Top TV Lawyers

There is no question that we love TV shows that tell stories about crime, courts and lawyers. In every decade over the past fifty years, shows that featured lawyers have rated high in the Nielsen rankings.

Here’s a few of my old favorites:


From 1957 to 1966 Perry Mason represented the ideals of the consummate barrister. He was whip smart, but never cocky, calm and deliberate, kind and gracious and ever the perfect gentleman. He also never lost a case because when it came down to the wire, a witness walked into the court room who revealed a spectacular truth that completely exonerated his client and often identified the real criminal. Even today, those startling court scenes as portrayed in the show are called “Perry Mason moments” and of course, they never happen in real life.


This show ran on the BBC from 1978 to 1992. Rumpole was an aging barrister who took almost every case that came his way, very often representing ne’er-do -wells who were as guilty as sin. His motto was that every person deserved a defence; he rarely plead a client guilty and he never submitted to a plea deal.

Rumpole referred to himself as “an old Bailey hack” referring to the venerable criminal court in London England. While his family tried to persuade him that at his age he should move on to more dignified work such as a Queen’s Counsel or Circuit Judge, Rumpole referred to those people as “Queer Customers” and “Circus Judges”.

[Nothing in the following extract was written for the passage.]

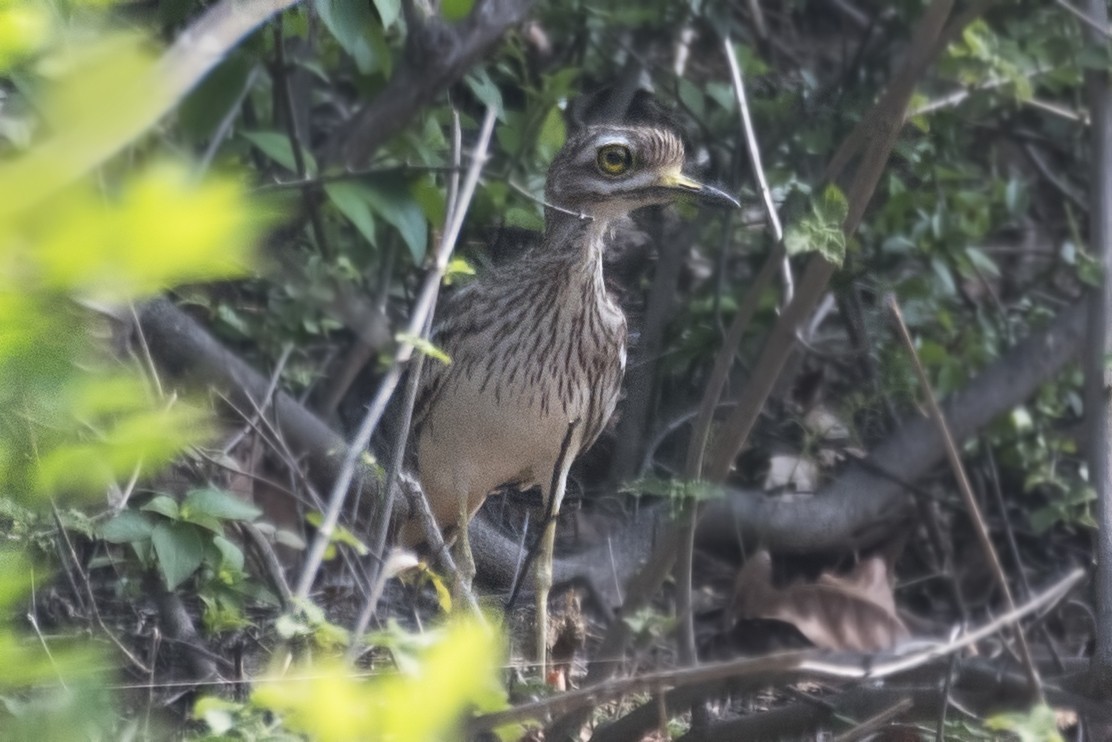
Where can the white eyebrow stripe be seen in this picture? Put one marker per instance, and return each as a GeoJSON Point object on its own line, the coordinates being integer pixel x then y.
{"type": "Point", "coordinates": [611, 138]}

Rumpole was a crusty barrister with a fondness for cigars and more often than not arrived in court with cigar ash trailing down his court gown with his barrister’s wig askew.

A charming part of the story line was Rumpole’s wife who was a lot smarter than he was. Rumpole referred to her as “She Who Must Be Obeyed”. A classic British television series written by John Mortimer, an English lawyer.


This American courtroom drama aired between 1961 and 1965. Actors E.G. Marshall and Robert Reed played a father and son defence team. Unlike Perry Mason and Rumpole, these lawyers did not win all their cases as they tackled social issues such as neo-Nazi’s, conscientious objectors, pornography, atheism, mercy killing, the Hollywood Black List, and capital punishment, to name a few.

A 1962 episode centered on The Defenders defence of an abortionist. Three of the show’s premier sponsors refused to run their commercials during this episode. The show won thirteen Emmy Awards including three in a row for “Outstanding Drama Series”.

Tell me, who are your favorite TV lawyers?